Aritzia Inc, the Canadian chain of boutiques favored by Meghan Markle, appears to have cracked the code to the US retail market.
As competitors shut down locations and slash costs, the seller of upscale women’s clothing is pursuing an alternate strategy. It involves opening stores and staffing them with thousands of style advisers.
The plan is working, and Aritzia’s six straight quarters of double-digit percentage revenue growth show how new players are flooding into the openings in the apparel market as brands like Guess Inc and Gap Inc stumble.
Photo: Bloomberg
Sales are particularly strong in the US — where about one-third of Aritzia’s 92 boutiques are located. The chain has a store at Manhattan’s new mall, Hudson Yards, that is performing well, and is opening others this fiscal year in the southwest and northeast of the US.
“Our business there is fantastic — both online and in our stores,” Aritzia chief executive officer Brian Hill said, referring to the US market.
He spoke in an interview at Aritzia’s headquarters at a converted cannery overlooking Vancouver’s port.
Aritzia, which has a market capitalization of C$2.2 billion (US$1.67 billion), is also an example of how physical stores can drive Web traffic — and vice versa.
The brick-and-mortar locations are bringing in new customers, leading to higher online sales and higher volumes, Hill said.
The company has positioned itself as an aspirational, “everyday luxury” brand — the more affordable end of the Duchess of Sussex’s closet.
Its bright, airy stores are adorned with original artwork, custom furniture and staffed with sales associates to provide personalized advice. The locations are luring in shoppers while other apparel companies are paring back due to falling foot traffic.
INVESTORS LUKEWARM
However, investors are not so enthusiastic, with the company’s Canadian shares rising only 7 percent this year — less than half the benchmark S&P/TSX’s advance. The current share price of C$17.51 is not far off the C$16 price set in Aritzia’s 2016 initial public offering.
The muted performance is due to the recent exit of a major private equity investor, Berkshire Partners LLC, said Amar Pandya, an associate portfolio manager at Vancouver-based PenderFund Capital Management, which owns Aritzia shares.
Berkshire Partners had acquired a majority stake in 2005 and helped to fund expansion.
The sale of a large stake “fed into the brick-and-mortar apocalypse backdrop, exacerbating those fears,” Pandya said.

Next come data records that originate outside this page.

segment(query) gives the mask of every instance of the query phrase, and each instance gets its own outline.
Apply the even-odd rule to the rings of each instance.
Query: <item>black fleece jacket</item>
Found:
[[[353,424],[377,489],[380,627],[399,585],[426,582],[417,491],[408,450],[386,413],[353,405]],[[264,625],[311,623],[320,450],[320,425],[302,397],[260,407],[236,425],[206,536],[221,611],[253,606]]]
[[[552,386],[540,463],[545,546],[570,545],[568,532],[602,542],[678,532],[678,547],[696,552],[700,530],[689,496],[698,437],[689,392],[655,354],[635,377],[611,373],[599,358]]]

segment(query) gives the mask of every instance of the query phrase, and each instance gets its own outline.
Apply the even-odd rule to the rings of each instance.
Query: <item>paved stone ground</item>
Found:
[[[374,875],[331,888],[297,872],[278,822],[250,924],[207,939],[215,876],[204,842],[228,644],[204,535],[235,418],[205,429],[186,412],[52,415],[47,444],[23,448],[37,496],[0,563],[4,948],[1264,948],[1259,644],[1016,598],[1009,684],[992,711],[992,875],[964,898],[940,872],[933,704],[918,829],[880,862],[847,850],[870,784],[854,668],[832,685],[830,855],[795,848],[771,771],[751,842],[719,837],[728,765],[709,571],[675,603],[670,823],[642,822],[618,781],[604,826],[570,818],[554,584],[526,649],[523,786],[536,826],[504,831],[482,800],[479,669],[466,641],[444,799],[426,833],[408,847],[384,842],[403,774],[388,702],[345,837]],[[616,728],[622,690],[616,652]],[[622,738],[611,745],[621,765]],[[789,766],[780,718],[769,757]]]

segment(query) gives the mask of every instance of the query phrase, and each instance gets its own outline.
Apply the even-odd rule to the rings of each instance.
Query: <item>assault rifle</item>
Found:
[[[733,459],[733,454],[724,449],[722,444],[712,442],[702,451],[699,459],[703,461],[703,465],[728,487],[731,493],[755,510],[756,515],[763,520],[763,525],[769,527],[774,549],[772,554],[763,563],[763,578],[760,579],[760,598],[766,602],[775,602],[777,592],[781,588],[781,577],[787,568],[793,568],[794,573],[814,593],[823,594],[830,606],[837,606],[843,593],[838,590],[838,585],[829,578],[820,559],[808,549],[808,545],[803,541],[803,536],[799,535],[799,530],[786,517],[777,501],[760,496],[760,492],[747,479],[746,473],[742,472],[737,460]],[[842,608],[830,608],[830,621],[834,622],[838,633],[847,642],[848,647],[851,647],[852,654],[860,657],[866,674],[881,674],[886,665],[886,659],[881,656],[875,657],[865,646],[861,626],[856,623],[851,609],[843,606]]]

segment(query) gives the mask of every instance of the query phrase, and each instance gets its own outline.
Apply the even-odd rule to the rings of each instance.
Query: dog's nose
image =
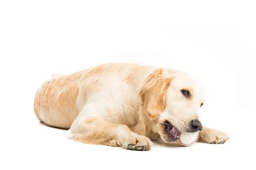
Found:
[[[198,119],[192,120],[190,122],[191,125],[191,131],[192,132],[197,132],[198,131],[202,130],[203,129],[203,125],[202,124]]]

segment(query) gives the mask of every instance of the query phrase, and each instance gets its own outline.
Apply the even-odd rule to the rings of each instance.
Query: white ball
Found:
[[[177,142],[184,146],[191,146],[197,141],[199,133],[199,132],[193,133],[179,132]]]

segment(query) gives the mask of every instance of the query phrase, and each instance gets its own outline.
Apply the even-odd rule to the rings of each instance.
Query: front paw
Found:
[[[148,138],[140,135],[132,135],[128,138],[122,147],[131,150],[148,150],[153,144]]]
[[[198,141],[209,144],[222,144],[229,139],[225,133],[216,129],[204,128],[199,132]]]

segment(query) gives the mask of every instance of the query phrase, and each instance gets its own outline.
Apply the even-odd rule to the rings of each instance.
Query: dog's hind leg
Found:
[[[120,146],[138,150],[148,150],[152,142],[147,137],[132,132],[125,125],[106,122],[98,111],[105,112],[99,105],[86,104],[68,130],[68,138],[81,142]],[[102,113],[104,114],[104,113]]]

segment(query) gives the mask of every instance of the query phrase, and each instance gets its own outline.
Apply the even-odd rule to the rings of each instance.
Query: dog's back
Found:
[[[151,71],[146,72],[152,69],[137,64],[108,64],[70,75],[55,75],[37,91],[35,113],[39,121],[49,126],[68,129],[85,103],[96,98],[108,101],[110,110],[134,114],[140,100],[137,85],[144,82]],[[124,124],[133,123],[124,120]]]

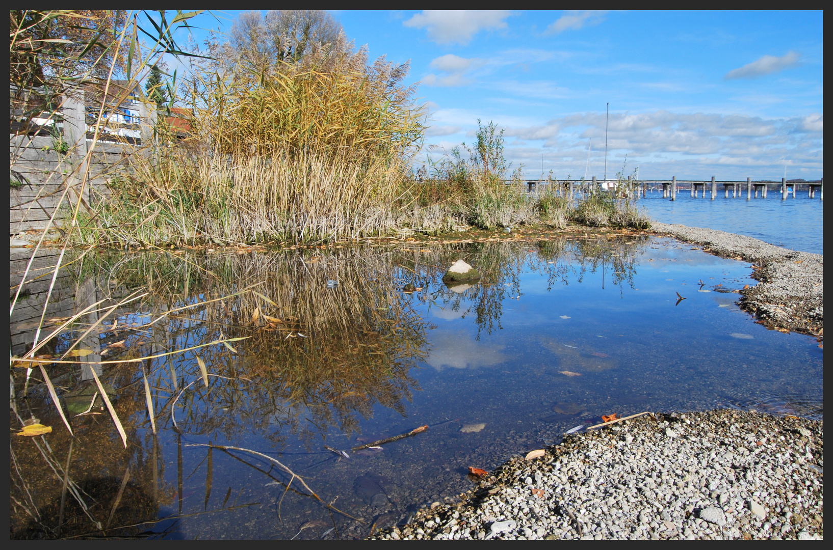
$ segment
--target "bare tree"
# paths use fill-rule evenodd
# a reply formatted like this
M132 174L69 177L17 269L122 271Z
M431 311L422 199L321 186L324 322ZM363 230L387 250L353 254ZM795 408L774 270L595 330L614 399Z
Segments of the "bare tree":
M342 25L321 10L247 12L232 26L222 58L231 68L265 76L316 51L346 44Z

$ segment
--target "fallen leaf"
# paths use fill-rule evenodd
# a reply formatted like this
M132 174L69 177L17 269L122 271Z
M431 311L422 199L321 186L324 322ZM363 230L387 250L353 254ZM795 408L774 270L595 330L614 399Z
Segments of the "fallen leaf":
M544 456L545 453L546 451L544 451L544 449L536 448L534 451L530 451L529 453L527 453L525 458L526 458L526 460L531 460L532 458L538 458L540 457L542 457Z
M17 432L17 435L43 435L44 434L49 434L52 432L52 426L44 426L43 424L29 424L25 426L22 430Z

“We certainly took advantage of that drop,” he added. “They’re at the very early innings of the US expansion — based on what we’ve seen over the past couple of quarters, the acceleration in the performance from the US should continue.”
Analysts are bullish: Eight out of nine who cover the company recommend buying the stock, according to data compiled by Bloomberg.
“Aritzia is on an excellent footing,” CIBC World Markets analyst Mark Petrie said in a July 12 note to clients, citing the new stores and their potential to boost e-commerce.
CIBC expects the pace of store openings to accelerate.
REAL ESTATE
The company is targeting premium locations for the new stores, Hill said.
“We want the best real estate out there — that’s why we’re at Hudson Yards,” he said. “I was told a long time ago by my father: ‘Make sure you get the best real estate, because then, if it doesn’t work, you know it’s you.’”
Hill is the third generation of his family to find a career in retail. His family owns the Hills of Kerrisdale department store — a Vancouver institution — and his grandfather was an executive at Hudson’s Bay Co.
CHINA INTEREST
Aritizia is also interested in China, and Hill said that the company would arrive there “at some point in the future.”
By 2021, China might surpass the US as the world’s biggest retail market, researcher eMarketer Inc forecast last month.
Meanwhile, Hill said that he is undaunted by a US market that has been labeled as “over-retailed.”
Dozens of retailers have gone bankrupt in the past few years and store closures have outpaced store openings, a report released in January by McKinsey & Co said.
“Our growth is at such a high trajectory in the US that we will continue to focus there,” Hill said. “We just have so much opportunity.”